# Michigan Sportsman fundraiser outing



## lookin for the gills (Jan 21, 2003)

I need to know how many guys plan on attending the first annual Michigan sportsman fundraiser outing? The date will be on Feb. 23rd. The lake right now is Clark Lake. Unless anyone can come up with one. The contests will be...

10.00- admission fee- which covers the big walleye contest
2.00- for additional fish ( blugill, crappie, and perch)


We may have a few other sponsers that I am tryin to persuade. They will just sponser the outing, not the site. So Chad and Steve there will be no need to put a link on to them. This is still in the making so its not guaranteed. I will email flyers to you so you can print them out and know the exact rules of this outing once I know how many guys are coming. Lets make the 1st annual funraiser outing a success!


----------



## DZtaxidermy (Mar 26, 2002)

Where is Clark Lake?


----------



## unregistered55 (Mar 12, 2000)

Yes where is the lake? I might be game depending on the distance...


----------



## lookin for the gills (Jan 21, 2003)

It is in Jackson County, I will post directions if we all agree on this lake. It has big walleye and perch in it.

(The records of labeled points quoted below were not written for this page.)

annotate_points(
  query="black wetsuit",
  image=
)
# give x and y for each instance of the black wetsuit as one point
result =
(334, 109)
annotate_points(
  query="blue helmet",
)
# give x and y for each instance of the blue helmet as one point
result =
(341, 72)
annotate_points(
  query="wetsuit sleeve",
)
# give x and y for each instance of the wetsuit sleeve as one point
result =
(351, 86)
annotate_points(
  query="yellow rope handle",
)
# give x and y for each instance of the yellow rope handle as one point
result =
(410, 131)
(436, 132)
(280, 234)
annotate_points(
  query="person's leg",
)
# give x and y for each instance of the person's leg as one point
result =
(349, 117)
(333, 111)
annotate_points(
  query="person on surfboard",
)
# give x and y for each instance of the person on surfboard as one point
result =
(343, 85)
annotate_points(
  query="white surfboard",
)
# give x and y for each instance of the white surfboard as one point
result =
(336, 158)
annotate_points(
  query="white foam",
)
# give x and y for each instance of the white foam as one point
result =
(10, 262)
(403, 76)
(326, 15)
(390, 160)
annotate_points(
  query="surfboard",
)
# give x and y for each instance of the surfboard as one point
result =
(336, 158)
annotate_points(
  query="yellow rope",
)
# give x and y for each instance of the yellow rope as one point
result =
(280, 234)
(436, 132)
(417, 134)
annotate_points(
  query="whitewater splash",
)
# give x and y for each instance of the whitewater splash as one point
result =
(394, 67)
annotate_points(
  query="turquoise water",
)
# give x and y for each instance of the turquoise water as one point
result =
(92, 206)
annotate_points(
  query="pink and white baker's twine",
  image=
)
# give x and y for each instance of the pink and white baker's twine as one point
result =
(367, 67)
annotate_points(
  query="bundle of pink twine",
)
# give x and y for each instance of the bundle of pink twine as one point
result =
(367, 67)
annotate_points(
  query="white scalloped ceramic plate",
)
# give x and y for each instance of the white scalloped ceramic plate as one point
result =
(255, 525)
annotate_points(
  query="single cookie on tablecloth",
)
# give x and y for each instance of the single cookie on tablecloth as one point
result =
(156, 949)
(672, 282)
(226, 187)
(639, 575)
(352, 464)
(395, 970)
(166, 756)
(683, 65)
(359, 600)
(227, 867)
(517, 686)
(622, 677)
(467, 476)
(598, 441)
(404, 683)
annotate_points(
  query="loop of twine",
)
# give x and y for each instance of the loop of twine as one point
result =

Also decent gills around 9-10 inches.


----------



## mike h (Jan 11, 2003)

Whatever it takes to keep this site up and running. It is a little drive for me but I think it would be alot of fun. I would like to see a bunch of people come to this. its for a good cause so lets do it.


----------



## scottyhoover (Dec 24, 2002)

sounds like a great idea.


----------



## PrtyMolusk (Aug 13, 2000)

Howdy-

Although I won't be able to attend, I think you guys should post an announcement of this event on the "Outings" board, or perhaps reguest a moderator to move it there....You may get a better response from members who might not consider ice fishing, but would want to make a get-together.....

Good luck, and have a great time!


----------



## andy capp (Aug 14, 2002)

Me and my friend will attend, alls we need is directions and times to be there.


----------



## The Whale (Jan 12, 2001)

Thats a bit too far to make when leaving Hubbard Lake ! Going to be hitting Hubbard on the last weekend of this month. Perhaps the next...........................................


Whale


----------



## mike h (Jan 11, 2003)

Maybe you should change the date or the lake because it looks like a couple of guys will be the only ones at this thing.


----------



## slammer00 (Mar 7, 2002)

Just a thought, maybe you should make it at a lake in central michigan so nobody has to drive all the way across the state to get to the lake.


----------